I tried compile my own opencl kernel but KernelBuilder (32bit and 64bit too) says this log:
fc1 build 1 succeded.
fc1 build 2 succeeded.
Error: Internal Error.
And when the compiling is in-progress the ioc32 process's memory usage is almost 2 GB and the ioc64 has more than 5GB.
The same program works fine on the CPU; it only fails in the GPU. Any pointers on where to start? Thanks much (I am using OpenCL 2013 on a Windows 7 Pro with Intel HD Driver ver. 184.108.40.20671 ).
We debugged this further and it appears that the program generates a branch greater than 2^15 instructions which cannot be encoded in the current gen architecture.
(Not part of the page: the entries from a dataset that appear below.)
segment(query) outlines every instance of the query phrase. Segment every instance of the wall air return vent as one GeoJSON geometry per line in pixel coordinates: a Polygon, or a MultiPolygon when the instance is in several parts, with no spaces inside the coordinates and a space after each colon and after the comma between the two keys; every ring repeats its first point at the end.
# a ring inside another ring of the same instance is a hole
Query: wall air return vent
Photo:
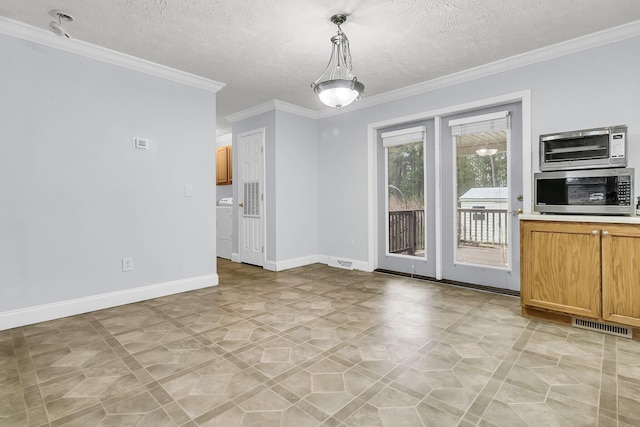
{"type": "Polygon", "coordinates": [[[345,270],[353,270],[353,262],[345,261],[338,258],[329,258],[327,263],[329,267],[344,268],[345,270]]]}
{"type": "Polygon", "coordinates": [[[244,183],[244,216],[260,218],[260,182],[244,183]]]}

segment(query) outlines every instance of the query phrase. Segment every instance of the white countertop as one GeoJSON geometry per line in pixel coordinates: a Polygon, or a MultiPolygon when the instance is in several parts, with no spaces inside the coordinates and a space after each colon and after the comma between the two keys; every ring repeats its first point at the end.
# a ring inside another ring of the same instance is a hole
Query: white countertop
{"type": "Polygon", "coordinates": [[[640,216],[615,216],[615,215],[549,215],[528,213],[519,215],[521,220],[532,221],[568,221],[568,222],[605,222],[609,224],[639,224],[640,216]]]}

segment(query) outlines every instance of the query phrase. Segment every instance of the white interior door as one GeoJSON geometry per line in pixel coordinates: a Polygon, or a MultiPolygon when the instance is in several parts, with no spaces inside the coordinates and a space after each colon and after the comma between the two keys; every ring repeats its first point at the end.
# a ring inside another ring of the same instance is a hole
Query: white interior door
{"type": "Polygon", "coordinates": [[[264,266],[264,129],[238,135],[238,252],[264,266]]]}

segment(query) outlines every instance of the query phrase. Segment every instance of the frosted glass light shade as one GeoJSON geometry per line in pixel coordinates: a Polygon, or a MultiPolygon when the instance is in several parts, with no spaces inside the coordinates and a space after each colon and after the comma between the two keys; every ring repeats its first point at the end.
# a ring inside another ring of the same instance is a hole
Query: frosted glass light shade
{"type": "Polygon", "coordinates": [[[315,91],[323,104],[339,109],[360,98],[364,85],[356,79],[327,80],[318,83],[315,91]]]}

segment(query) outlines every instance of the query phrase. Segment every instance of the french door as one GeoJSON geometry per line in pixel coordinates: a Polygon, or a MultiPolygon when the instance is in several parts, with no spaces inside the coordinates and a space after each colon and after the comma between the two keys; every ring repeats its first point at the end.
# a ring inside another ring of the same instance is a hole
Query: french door
{"type": "Polygon", "coordinates": [[[441,123],[442,277],[519,290],[521,103],[441,123]]]}
{"type": "Polygon", "coordinates": [[[379,130],[378,268],[519,289],[521,135],[520,102],[379,130]]]}
{"type": "Polygon", "coordinates": [[[435,277],[434,120],[378,133],[378,268],[435,277]]]}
A simple workaround would be to rewrite the function miller_rabin_32 like this:
bool miller_rabin_32(long n)
bool result = false;
if (n <= 1L) result = false;
else if (n == 2L) result = true;
else if (miller_rabin_pass_32( 2L, n) &&
(n <= 7L || miller_rabin_pass_32( 7L, n)) &&
(n <= 61L || miller_rabin_pass_32(61L, n)))
result = true;
Hope this helps.
Sorry for the delay in responding. Actually looks like there is a bug in KernelBuilder that is responsible for the failure. You still need to remove the early returns and rewrite your kernel like I suggested below. Build your program (dont use KernelBuilder). I tried this and it seems to work.